Pensé en todos los trajes y uniformes de colores. Por un instante, vi en mi mente a As de Corazones con el vestido amarillo.
—Pero al menos son unos hermosos restos —dije.
—Sí, son hermosos, pero inconscientes. Están en esta naturaleza exuberante pero no lo saben. Ven el sol y la luna, saborean todas las plantas y verduras, pero no lo notan. Cuando dieron el gran salto eran verdaderas personas, pero en cuanto comenzaron a tomar la bebida púrpura se distanciaron y desaparecieron. Era como si se hubiesen encerrado en sí mismos. Todavía son capaces de mantener algo parecido a una conversación, pero se olvidan de lo que han dicho nada más terminar de decirlo. Comodín es el único que conserva algo de la antigua chispa. Y quizá también As de Corazones. Dice siempre que está intentando «encontrarse a sí misma».
—Hay algo que no me cuadra.
—¿Qué?
—Dijiste que los primeros enanos llegaron a la isla sólo unos cuantos años después de tu propia llegada. Pero todos parecen muy jóvenes. Resulta difícil creer que muchos de ellos tienen 50 años.
El anciano rostro se iluminó con una misteriosa sonrisa:
—No se hacen viejos.
—Pero…
—Cuando yo estaba solo en la isla, las imágenes de mis sueños eran cada vez más nítidas; luego, saltaron de mis pensamientos y se lanzaron a la vida en este lugar.
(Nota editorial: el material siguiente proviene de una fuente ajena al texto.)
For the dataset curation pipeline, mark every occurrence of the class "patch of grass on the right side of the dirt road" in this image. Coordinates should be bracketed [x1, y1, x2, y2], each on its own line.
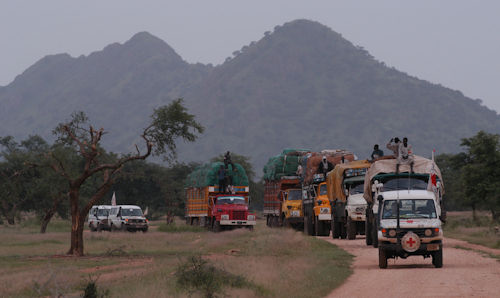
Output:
[443, 211, 500, 249]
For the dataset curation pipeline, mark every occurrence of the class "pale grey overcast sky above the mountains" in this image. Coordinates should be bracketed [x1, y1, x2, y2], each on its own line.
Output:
[0, 0, 500, 112]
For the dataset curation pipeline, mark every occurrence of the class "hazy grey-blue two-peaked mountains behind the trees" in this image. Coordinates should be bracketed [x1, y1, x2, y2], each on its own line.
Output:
[0, 20, 500, 171]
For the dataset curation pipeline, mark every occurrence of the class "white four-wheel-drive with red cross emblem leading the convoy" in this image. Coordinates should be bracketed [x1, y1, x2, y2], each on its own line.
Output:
[377, 190, 443, 268]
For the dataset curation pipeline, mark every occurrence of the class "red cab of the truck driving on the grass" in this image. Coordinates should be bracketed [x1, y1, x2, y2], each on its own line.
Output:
[211, 194, 256, 232]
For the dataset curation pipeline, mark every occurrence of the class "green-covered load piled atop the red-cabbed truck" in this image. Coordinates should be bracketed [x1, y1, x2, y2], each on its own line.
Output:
[185, 161, 248, 187]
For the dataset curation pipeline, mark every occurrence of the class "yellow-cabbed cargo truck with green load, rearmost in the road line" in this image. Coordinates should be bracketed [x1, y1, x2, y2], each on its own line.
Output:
[264, 149, 309, 229]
Pero siguen siendo imaginación. Y la imaginación tiene la extraña capacidad de que lo creado por ella se mantiene siempre joven y vivo.
—Es incomprensible…
—¿Has oído hablar de Rapunzel?, hijo mío.
Negué con la cabeza.
—Pero sí habrás oído hablar de Caperucita Roja, o de Blancanieves, o de Hansel y Gretel.
Asentí.
—¿Y qué edad crees que tienen? ¿Cien años? ¿Acaso mil? Son a la vez muy jóvenes y muy antiguos, porque han surgido de la imaginación de los seres humanos. Tampoco yo iba a imaginarme que los enanos de esta isla se volvieran viejos y canosos; ni siquiera los trajes que llevan han envejecido un ápice. Es distinto al caso de los mortales, que un buen día estamos tan gastados que nos rompemos en trocitos y desaparecemos. No ocurre así con nuestros sueños, siguen vivos en otras personas, mucho, muchísimo tiempo después de que hayamos desaparecido.
Se acarició su pelo cano y señaló su gastada chaqueta.
—La gran pregunta —prosiguió— no era saber si las figuritas serían consumidas por el tiempo. La cuestión era saber si verdaderamente también estaban en el jardín y podían ser vistas por otras personas.
—¡Y sí que estaban! —dije—. Primero conocí a Dos y Tres de Tréboles. Luego me encontré con los diamantes en la fábrica de vidrio…
—Hmm…
El viejo se quedó absorto en sus propios pensamientos. Parecía no escucharme.
—La segunda gran pregunta es —dijo finalmente— saber si seguirán aquí cuando yo haya desaparecido.
—¿Qué crees tú?
—No sé la respuesta a esa pregunta, y nunca la sabré. Porque cuando yo ya no esté, no podré saber si mis figuras siguen viviendo en la isla o no.
De nuevo se quedó callado durante un largo rato. Me pregunté si no sería todo un sueño. Quizá no estaba en la cabaña de Frode. Quizá estuviera en un sitio distinto y todo lo demás ocurriera sólo dentro de mí.
—Mañana te contaré más, hijo mío. Tengo que hablarte del calendario y del gran juego de Comodín.
—¿El juego de Comodín?
—Mañana, hijo. Ahora, los dos necesitamos dormir.
Se levantó y me señaló un camastro cubierto con pieles y mantas tejidas a mano. También me dio un camisón de lana. Fue agradable poderme quitar por fin el sucio traje de marinero.